Thérapeute en Intelligence Relationnelle Accompagnement des traumas complexes et des blessures d’attachement.
Je ne suis pas arrivée à cette approche par hasard.
Lors de mes études de droit, un stage en protection de l’enfance a confirmé mon élan d'exercer dans ce domaine. Souhaitant intégrer concrètement les pratiques éducatives dans un établissement de l'Aide Sociale à l'Enfance, je suis ensuite devenue éducatrice spécialisée. Cela a profondément marqué un tournant intérieur : j’y ai rencontré la réalité des traumas précoces, des carences affectives et des systèmes familiaux fragilisés. Quelques années plus tard, dans ma fonction d'Inspectrice ASE, j'ai compris que derrière les dossiers, il y avait des systèmes nerveux en survie.
Pendant des années, j’ai accompagné, évalué, soutenu des situations humaines complexes, souvent traversées par la violence, l’abandon, le rejet, l’insécurité.
Mais à force d’être en responsabilité, en vigilance, en adaptation constante, et ce depuis l'enfance, quelque chose en moi s’est épuisé. La maladie, un parcours de PMA éprouvant, puis un burn-out sont venus ébranler mes repères.
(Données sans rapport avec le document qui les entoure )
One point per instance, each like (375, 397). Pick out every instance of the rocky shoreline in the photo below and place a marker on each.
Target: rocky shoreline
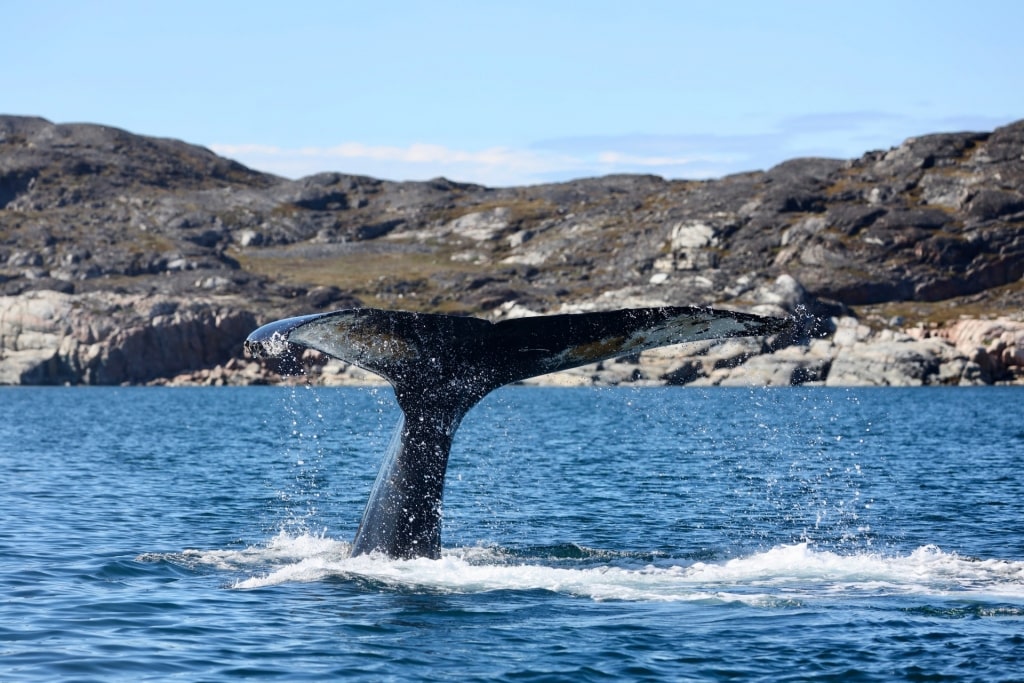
(62, 339)
(133, 260)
Ce fut une perte d’équilibre — et en même temps, un passage initiatique. J’ai dû revisiter ma manière d’être au monde. Apprendre à ralentir. À écouter mon propre système nerveux.
Je me suis alors formée à la Communication Non Violente, à la thérapie de groupe, j’ai exploré la permaculture comme philosophie du vivant — cette manière d’honorer les cycles, les équilibres, l’écosystème relationnel.
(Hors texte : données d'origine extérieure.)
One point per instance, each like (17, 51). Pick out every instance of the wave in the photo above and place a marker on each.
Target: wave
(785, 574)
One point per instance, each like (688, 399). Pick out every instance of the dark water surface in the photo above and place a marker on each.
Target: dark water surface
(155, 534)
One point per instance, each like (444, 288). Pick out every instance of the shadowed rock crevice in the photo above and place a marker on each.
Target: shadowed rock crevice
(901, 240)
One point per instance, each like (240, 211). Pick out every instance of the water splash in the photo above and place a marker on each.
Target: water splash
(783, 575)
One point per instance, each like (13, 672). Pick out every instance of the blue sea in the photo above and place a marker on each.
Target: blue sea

Le chamanisme est aussi venu nourrir ma compréhension sensible, du lien invisible entre les êtres, du corps, de la mémoire (ancêtres, transgénérationnel).
Toutes ces explorations avaient un fil conducteur : comprendre comment se restaurent la sécurité et la vitalité.
C’est dans ce chemin que j’ai découvert l’Intelligence Relationnelle®, développée par le Dr François Le Doze. Une approche profondément ancrée dans les neurosciences affectives. J’y ai trouvé une articulation claire entre science et expérience vécue. Une manière rigoureuse et profondément humaine d’accompagner les traumas complexes.
Aujourd’hui, je propose un espace thérapeutique où la sécurité relationnelle est centrale. Je mesure combien il est éprouvant de vivre avec un système nerveux en hypervigilance (anxiété), en effondrement ou en adaptation permanente. Je mesure combien l’on peut être compétent(e), engagé(e), fort(e)… et pourtant intérieurement insécurisé(e).
En séance, nous ne cherchons pas à analyser ou à forcer. Nous créons les conditions d’une expérience nouvelle : une relation stable, fiable, régulée. La co-régulation est au cœur du travail.
Mon parcours artistique, notamment à travers la création de mandalas, m’a appris que l’intégration se fait dans la patience, la cohérence et la répétition sécurisante.
Comme en permaculture, rien ne pousse dans la contrainte ; tout se transforme lorsque l’environnement devient suffisamment soutenant.
Je travaille avec des personnes sensibles, profondes, parfois fatiguées d’avoir dû être fortes et/ou en suradaptation. Des personnes qui aspirent à se sentir en sécurité dans leur corps, dans leurs relations et dans leur intériorité.
Guérir d’un trauma relationnel ne se fait pas seul(e). Cela se fait dans une relation suffisamment sûre pour que le corps puisse enfin sortir de la survie.
Je vous accueille avec engagement, clarté et douceur.